National Community Pharmacists Association
Topics of interest to NCPA include: expansion of opioid overutilization edit requirements to all plans, specialty drug cost threshold increases, CMS allowance of a new “non-preferred” drug tier, plan sponsors that can designate drugs for a partial extended supply fill for new patients, MTM changes to participate in the Enhanced MTM Model that begins in 2017, establishing mail order protocols for urgent need fills to prevent gaps in therapy, changes to the 2017 Star Ratings and Beyond, access to Preferred Cost-Sharing Pharmacies (PCSPs). You’ll note many of these NCPA topics also reflect service and pricing.
ASHP focus, and forecast, is aiming for the highest quality care at the lowest cost. We see reduced overall costs by bringing pharmacists into the overall healthcare picture. Details about the ASHP Forecast are available at hw.ashpfoundation.org/pharmacyforecastttp://ww and http://www.ajhp.org/content/early/2016/11/18/sp170001.
A large majority (84%) of Forecast Panelists (FPs) predicted that within the next five years, at least 75% of health systems will have formal programs aimed at achieving the highest quality at the lowest cost for specific patient populations.

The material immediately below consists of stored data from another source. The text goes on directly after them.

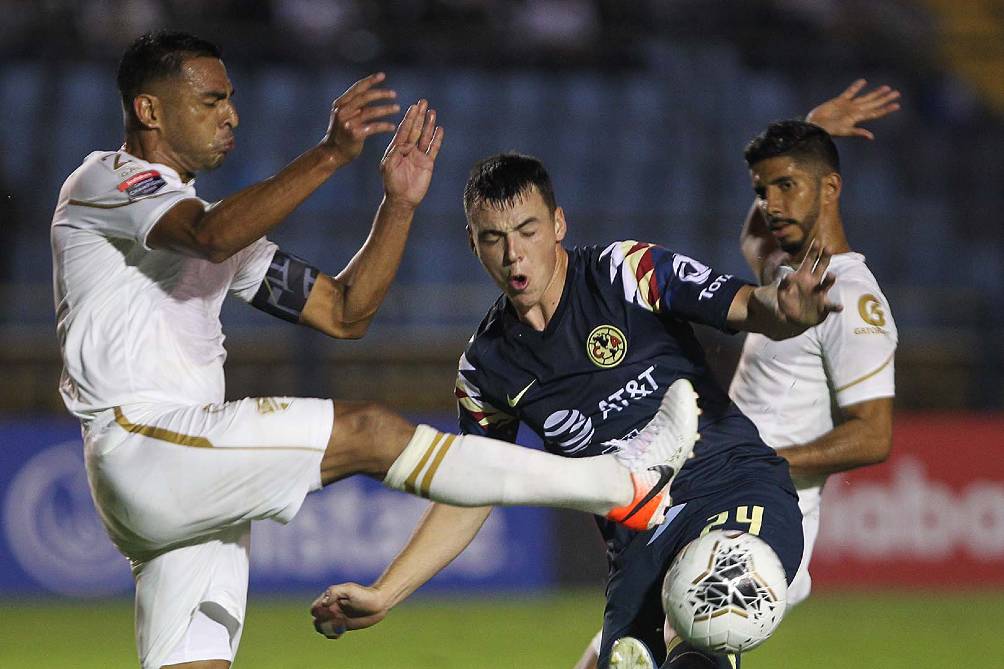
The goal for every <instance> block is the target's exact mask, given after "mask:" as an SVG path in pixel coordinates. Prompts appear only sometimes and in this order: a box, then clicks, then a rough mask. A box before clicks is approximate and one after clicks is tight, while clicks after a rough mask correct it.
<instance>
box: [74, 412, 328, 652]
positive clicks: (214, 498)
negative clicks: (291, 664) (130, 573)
mask: <svg viewBox="0 0 1004 669" xmlns="http://www.w3.org/2000/svg"><path fill="white" fill-rule="evenodd" d="M332 422H333V406H332V404H331V402H330V401H328V400H316V399H303V398H249V399H244V400H240V401H237V402H227V403H224V404H214V405H206V406H174V407H164V406H152V405H127V406H124V407H120V408H115V409H114V410H109V411H106V412H104V413H102V414H100V415H99V416H98V417H97V418H95V419H94V420H93V421H92V422H91V423H90V425H88V426H87V428H86V429H85V431H84V461H85V464H86V469H87V479H88V481H89V483H90V490H91V494H92V496H93V498H94V502H95V505H96V506H97V509H98V512H99V514H100V516H101V519H102V520H103V521H104V525H105V527H106V528H107V530H108V534H109V535H110V536H111V539H112V540H113V541H114V543H115V545H116V546H118V549H119V550H120V551H121V552H122V553H123V554H124V555H126V556H127V558H129V559H130V561H131V563H132V565H133V574H134V577H135V579H136V585H137V595H136V597H137V608H136V611H137V620H136V635H137V645H138V648H139V652H140V658H141V662H142V664H143V667H144V669H156V668H158V667H160V666H161V665H162V664H164V663H165V661H166V660H167V659H168V658H170V659H171V661H172V663H178V662H191V661H195V660H204V659H232V658H233V652H234V651H236V648H237V643H238V642H239V640H240V633H241V629H242V626H243V622H244V611H245V605H246V600H247V581H248V553H249V549H250V548H249V546H250V522H251V520H261V519H266V518H271V519H275V520H278V521H280V522H288V521H289V520H290V519H291V518H292V517H293V516H294V515H295V514H296V511H297V510H299V508H300V505H301V504H302V503H303V498H304V496H305V495H306V493H307V492H309V491H311V490H315V489H317V488H319V487H320V485H321V483H320V461H321V457H322V456H323V453H324V449H325V448H326V446H327V441H328V437H329V435H330V433H331V426H332ZM200 612H201V613H200ZM200 616H203V617H206V618H208V619H209V622H210V623H211V624H210V625H208V626H207V625H203V626H202V627H198V626H199V621H200V620H202V618H200ZM193 621H195V625H196V627H193V628H192V630H191V631H190V626H193ZM205 622H206V621H203V623H205ZM212 623H216V624H217V625H222V626H223V627H224V628H225V629H226V631H227V634H228V636H229V642H230V648H231V652H230V657H202V656H201V655H205V654H206V653H207V652H209V653H210V654H214V655H219V654H221V652H222V649H221V646H222V644H221V643H219V642H213V643H208V644H207V643H203V642H202V641H200V639H201V637H203V636H205V635H203V634H202V633H200V632H199V629H202V630H203V631H206V630H210V631H211V632H212V631H213V626H212ZM197 628H198V629H197ZM218 632H219V630H218V629H217V630H216V631H215V632H213V634H216V636H217V637H219V634H218ZM211 636H212V635H211ZM179 658H181V659H179Z"/></svg>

Colorado – Value Pharmacists
In our home state, Val’s involvement in the legislative process included developing strategies, tactics and tools to gain consensus of stakeholders along with crafting amendment language in alignment with points of agreement of stakeholders leading to passage of the Veterinary Access Compounded Pharmaceutical Drugs; developing a Continuity of Care fact sheet in support of the Patient Choice in Pharmacy bill (which has national application); supporting a Veterinary Pharmaceuticals bill which was signed into law; and serving as an implementation consultant on the Collaborative Pharmacy Practice Agreements legislation. More information can be found through our projects page on our website. Yet again, patient access and services were at the forefront in 2016. As rules are implemented in 2017, our current efforts include monitoring the promulgation of the recently passed CDTM legislation.
All of our examples illustrate themes affecting patient service and pharmacist compensation. These will continue into, and probably well beyond, 2017. Meanwhile, maybe you’ll find your specific niche reflected in one of these models to support your practice. Get ready for a Happy New Year!